Saturday, 8 August 2009

Robert Bartlett, The Hanged Man (Princeton UP, 2004)

Lordy, it's been a while since I last posted. Apologies. I've been trying to finish something before term begins and it is taking much longer than I had hoped. Sigh.

I have very much enjoyed reading Robert Bartlett's book The Hanged Man: A Story of Miracle, Memory, and Colonialism in the Middle Ages (Princeton University Press, 2004). It is aimed at a broad audience, not exclusively academic; the highly engaging writing style will ensure such a wide audience.

The story is relatively simple, if somewhat striking. Around 1290 a notorious brigand called William Cragh was hanged in Swansea. The process of execution did not go smoothly: the gallows broke and while Cragh was considered dead, he was hanged again for good measure. This second hanging assured everyone that he was dead and the man was taken down and brought away. An eye witness (William de Briouze junior) described the dead man:
His whole face was black and in parts bloody or stained with blood. His eyes had come out of their sockets and hung outside the eyelids and the sockets were filled with blood. His mouth, neck, and throat and the parts around them, also his nostrils, were filled with blood, so that it was impossible in the natural course of things for him to breathe air through his nostrils or through his mouth or through his throat ... his tongue hung out of his mouth, the length of a man's finger, and it was completely black and swollen and as thick with the blood sticking to it that it seemed the size of a man's two fists together. (p. 6).

I provide this dramatic and rather gory account because it does not look like a man in that shape would be capable of much, let alone recover. But that is what he did, living for another fifteen years or so. As he was being prepared for burial those present noticed him moving. The Lady Mary de Briouze, stepmother to the eyewitness cited above, wife of the lord, he who condemned Cragh to death, had prayed to Thomas de Cantilupe to protect the man, and it was this event that lead to an investigation in 1307 into Thomas's sanctity. Bartlett sifts through the documentation of this investigation (now in the Vatican Archives) and provides a rigorous analysis and contextualization of what is found there. So there's a fascinating chapter on 'Time and Space', pp. 53-67, in which he discusses how the accounts describe distance and time. Distance, for example, is referred to in the length of crossbow shot, and time in terms of how long it takes to walk between places. There is a tradition that he who is hanged once cannot be hanged again, one that seems to be in the background of Piers Plowman B 18. 380-4, 'It is noght used on erthe to hangen a feloun | Other than ones' (cf. C 20. 421-422). This is not exactly the scenario here, in that it does not appear to be an imperfect hanging, but a case of resurrection. Cragh had prayed to the right saint, since Cantilupe was particularly associated with resurrections. Apparently resurrections were still rather unusual in the late thirteenth century:
'a careful study of 4,756 miracle accounts from eleventh- and twelfth-century France found only sixty cases of resurrection; that is, 1.26 percent.
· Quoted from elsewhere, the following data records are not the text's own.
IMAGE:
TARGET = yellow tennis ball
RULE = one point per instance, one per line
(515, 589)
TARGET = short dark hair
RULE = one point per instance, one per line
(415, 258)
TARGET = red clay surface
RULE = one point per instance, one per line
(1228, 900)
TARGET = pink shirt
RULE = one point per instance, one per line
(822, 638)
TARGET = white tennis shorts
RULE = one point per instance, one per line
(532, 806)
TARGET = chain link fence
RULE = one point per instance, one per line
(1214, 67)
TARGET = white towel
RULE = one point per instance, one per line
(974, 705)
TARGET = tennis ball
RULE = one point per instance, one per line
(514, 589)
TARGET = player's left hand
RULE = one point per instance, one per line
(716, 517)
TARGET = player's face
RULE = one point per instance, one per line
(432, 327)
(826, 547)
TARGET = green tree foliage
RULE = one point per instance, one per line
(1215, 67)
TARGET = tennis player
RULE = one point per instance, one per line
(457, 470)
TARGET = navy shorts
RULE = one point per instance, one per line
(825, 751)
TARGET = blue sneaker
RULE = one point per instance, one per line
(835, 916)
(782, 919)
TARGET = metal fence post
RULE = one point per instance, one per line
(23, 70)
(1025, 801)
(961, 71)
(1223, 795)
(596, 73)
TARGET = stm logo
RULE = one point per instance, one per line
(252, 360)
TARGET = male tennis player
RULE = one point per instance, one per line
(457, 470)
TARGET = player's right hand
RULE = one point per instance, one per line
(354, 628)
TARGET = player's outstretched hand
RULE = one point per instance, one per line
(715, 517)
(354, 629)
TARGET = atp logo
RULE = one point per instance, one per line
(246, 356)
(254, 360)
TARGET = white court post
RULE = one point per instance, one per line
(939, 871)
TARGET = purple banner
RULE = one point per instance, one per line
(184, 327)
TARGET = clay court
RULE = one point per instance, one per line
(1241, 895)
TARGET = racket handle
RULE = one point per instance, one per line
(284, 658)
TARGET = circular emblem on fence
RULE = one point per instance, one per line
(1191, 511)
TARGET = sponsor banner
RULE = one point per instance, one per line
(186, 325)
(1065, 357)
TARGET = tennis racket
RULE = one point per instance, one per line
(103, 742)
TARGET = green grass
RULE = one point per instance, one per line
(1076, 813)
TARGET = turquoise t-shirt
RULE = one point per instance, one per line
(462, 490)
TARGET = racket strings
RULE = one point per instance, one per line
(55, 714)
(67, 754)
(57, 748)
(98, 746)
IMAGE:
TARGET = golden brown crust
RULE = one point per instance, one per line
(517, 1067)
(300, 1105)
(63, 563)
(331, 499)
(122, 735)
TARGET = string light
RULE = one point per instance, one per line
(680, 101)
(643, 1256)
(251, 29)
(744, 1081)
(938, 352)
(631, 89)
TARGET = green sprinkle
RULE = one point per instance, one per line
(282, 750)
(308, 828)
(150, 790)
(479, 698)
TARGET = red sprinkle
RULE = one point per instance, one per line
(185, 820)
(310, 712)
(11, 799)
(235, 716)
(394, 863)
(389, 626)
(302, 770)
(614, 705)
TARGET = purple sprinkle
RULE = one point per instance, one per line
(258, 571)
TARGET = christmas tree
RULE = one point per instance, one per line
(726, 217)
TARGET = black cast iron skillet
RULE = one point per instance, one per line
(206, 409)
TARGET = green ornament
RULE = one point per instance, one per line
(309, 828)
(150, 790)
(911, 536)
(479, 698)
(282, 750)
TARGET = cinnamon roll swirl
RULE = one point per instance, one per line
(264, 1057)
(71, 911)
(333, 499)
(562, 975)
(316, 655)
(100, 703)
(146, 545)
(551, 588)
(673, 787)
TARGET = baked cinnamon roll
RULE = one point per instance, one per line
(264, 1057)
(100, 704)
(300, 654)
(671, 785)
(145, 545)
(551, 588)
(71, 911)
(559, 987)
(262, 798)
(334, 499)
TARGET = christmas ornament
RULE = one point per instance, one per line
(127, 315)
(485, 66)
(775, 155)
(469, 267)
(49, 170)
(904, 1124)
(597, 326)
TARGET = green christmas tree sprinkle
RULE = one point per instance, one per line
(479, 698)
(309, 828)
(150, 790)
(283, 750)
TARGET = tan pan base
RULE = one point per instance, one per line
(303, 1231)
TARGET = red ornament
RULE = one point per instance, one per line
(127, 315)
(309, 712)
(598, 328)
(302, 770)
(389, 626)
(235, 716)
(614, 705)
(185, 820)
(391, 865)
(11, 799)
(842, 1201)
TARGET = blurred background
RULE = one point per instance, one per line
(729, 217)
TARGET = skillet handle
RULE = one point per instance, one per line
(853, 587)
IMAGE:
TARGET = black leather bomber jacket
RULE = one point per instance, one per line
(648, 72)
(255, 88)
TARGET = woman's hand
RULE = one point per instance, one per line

Thomas de Cantilupe's forty is thus a number equivalent to fully two-thirds of the miraculous resurrections over these two centuries in France. It is worth noting, however, that resurrection grew more common over the course of the Middle Ages. While they form only 1.26 percent of miracles recorded in eleventh- and twelfth-century France, they constitute 2.2 percent of miracles examined in thirteenth-century canonization processes and 10.2 percent in fourteenth-century ones' (pp. 51-52).

This is fascinating: why is there such a leap in resurrection miracles in the fourteenth century?

In sum, this is a riveting story, marvellously written. Read it.

I've been picking some interesting things up lately too (here in Dublin). Found a very nice copy of Helen Barr's Socioliterary Practice in Late Medieval England, and also Gianni Vattimo's The Transparent Society, which is marvellous. I then picked up his Beyond Interpretation, which I'd bought several years ago and never read, and am increasingly drawn to his work. Have also managed to pick up some very nice s/h philosophy, mainly Heidegger, but some Caputo, too who is quite fascinating. I also picked up a copy of the lovely Tel quel anthology from 1968 entitled Théorie d'ensemble (Éditions du Seuil).

On my desk now is the score of Scarlatti's Griselda (1721), and that's the next thing I'll post about.